The Leasehold Reform (Ground Rent) Act 2022 (in force from 27 June 2022) is a landmark reform of residential leasehold. It prohibits landlords and freeholders from charging ground rent on new 'regulated leases' — long residential leases (over 21 years) granted on or after the commencement date. The only permitted ground rent is a peppercorn — effectively zero.
Charging a prohibited ground rent on a new regulated lease is a civil offence carrying a penalty of between £500 and £5,000 per breach. Each demand or collection is a separate breach. Enforcement is by local authority Trading Standards.

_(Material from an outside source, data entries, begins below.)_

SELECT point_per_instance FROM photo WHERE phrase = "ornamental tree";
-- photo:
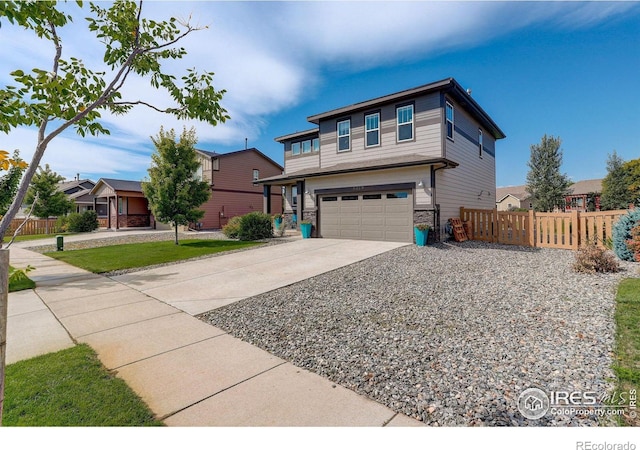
(50, 200)
(546, 185)
(68, 95)
(174, 191)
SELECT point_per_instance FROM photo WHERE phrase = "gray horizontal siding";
(427, 134)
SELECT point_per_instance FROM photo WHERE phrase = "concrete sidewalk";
(188, 372)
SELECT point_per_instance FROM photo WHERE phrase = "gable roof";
(518, 192)
(76, 185)
(118, 185)
(215, 155)
(448, 85)
(586, 187)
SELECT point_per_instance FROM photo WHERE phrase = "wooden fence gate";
(534, 229)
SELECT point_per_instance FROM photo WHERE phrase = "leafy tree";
(51, 201)
(173, 190)
(632, 176)
(615, 188)
(546, 185)
(9, 182)
(68, 95)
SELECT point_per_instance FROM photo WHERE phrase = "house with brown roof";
(372, 169)
(127, 206)
(584, 196)
(79, 192)
(234, 189)
(513, 197)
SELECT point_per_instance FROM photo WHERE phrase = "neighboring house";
(126, 205)
(373, 169)
(513, 197)
(79, 192)
(584, 196)
(234, 190)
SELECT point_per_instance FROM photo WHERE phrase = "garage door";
(380, 216)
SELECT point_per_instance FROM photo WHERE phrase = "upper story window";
(372, 129)
(405, 123)
(450, 120)
(344, 135)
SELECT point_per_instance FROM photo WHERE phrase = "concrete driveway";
(199, 286)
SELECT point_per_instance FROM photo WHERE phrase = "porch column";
(266, 198)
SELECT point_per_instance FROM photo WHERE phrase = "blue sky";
(568, 69)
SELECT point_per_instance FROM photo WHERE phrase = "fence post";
(532, 228)
(575, 230)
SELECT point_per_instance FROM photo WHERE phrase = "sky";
(566, 69)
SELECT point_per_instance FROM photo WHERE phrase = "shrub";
(593, 259)
(621, 233)
(254, 226)
(634, 243)
(232, 228)
(62, 224)
(82, 223)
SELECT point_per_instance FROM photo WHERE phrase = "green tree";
(632, 176)
(50, 201)
(615, 187)
(546, 185)
(68, 95)
(173, 190)
(9, 182)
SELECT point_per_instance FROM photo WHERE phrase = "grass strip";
(70, 388)
(627, 349)
(128, 256)
(20, 283)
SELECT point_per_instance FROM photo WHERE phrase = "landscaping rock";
(450, 334)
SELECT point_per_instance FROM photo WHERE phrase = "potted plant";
(305, 227)
(277, 220)
(421, 231)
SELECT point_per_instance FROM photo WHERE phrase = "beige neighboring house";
(372, 169)
(512, 197)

Which leases are regulated
- New residential long leases (term exceeding 21 years) granted on or after 27 June 2022
- Retirement housing leases: commencement date was 1 April 2023
- Statutory lease extensions under the Leasehold Reform Act 1967 or 1993 Act: must be at peppercorn for the extended term
- Voluntary lease extensions granted after 27 June 2022: must be peppercorn if constituting a new lease over 21 years
- Not regulated: business leases, agricultural tenancies, assured tenancies (monthly rentals), community housing, and leases granted pursuant to pre-commencement contracts (transitional protection)
What is prohibited
- Any ground rent above zero (including £1/year, index-linked amounts, or any nominal sum)

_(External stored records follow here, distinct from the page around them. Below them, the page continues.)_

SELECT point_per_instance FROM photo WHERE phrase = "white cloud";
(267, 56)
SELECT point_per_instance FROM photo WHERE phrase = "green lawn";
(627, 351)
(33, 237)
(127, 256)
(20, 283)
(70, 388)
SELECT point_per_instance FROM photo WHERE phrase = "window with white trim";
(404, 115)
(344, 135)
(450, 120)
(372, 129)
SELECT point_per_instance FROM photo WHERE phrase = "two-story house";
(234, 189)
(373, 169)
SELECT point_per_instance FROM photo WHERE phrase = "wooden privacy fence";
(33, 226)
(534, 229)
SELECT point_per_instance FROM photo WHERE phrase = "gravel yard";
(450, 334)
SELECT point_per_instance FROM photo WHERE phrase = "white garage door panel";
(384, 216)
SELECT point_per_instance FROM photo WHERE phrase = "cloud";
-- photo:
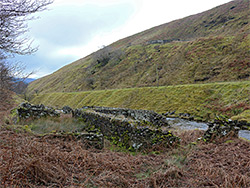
(72, 29)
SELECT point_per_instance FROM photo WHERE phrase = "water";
(181, 124)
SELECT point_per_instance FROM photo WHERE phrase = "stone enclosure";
(130, 129)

- Any rent review clause that allows future increase — even if the starting rent is peppercorn
- Disguised ground rent through non-genuine service or administration charges
Leasehold and Freehold Reform Act 2024
The 2024 Act enacted further reforms: service charge transparency requirements, restrictions on building insurance commission, Right to Manage extensions, and changes to enfranchisement premium calculations (broadly reducing the premium leaseholders pay). Not all provisions were in force as of June 2026 — monitor commencement orders from MHCLG.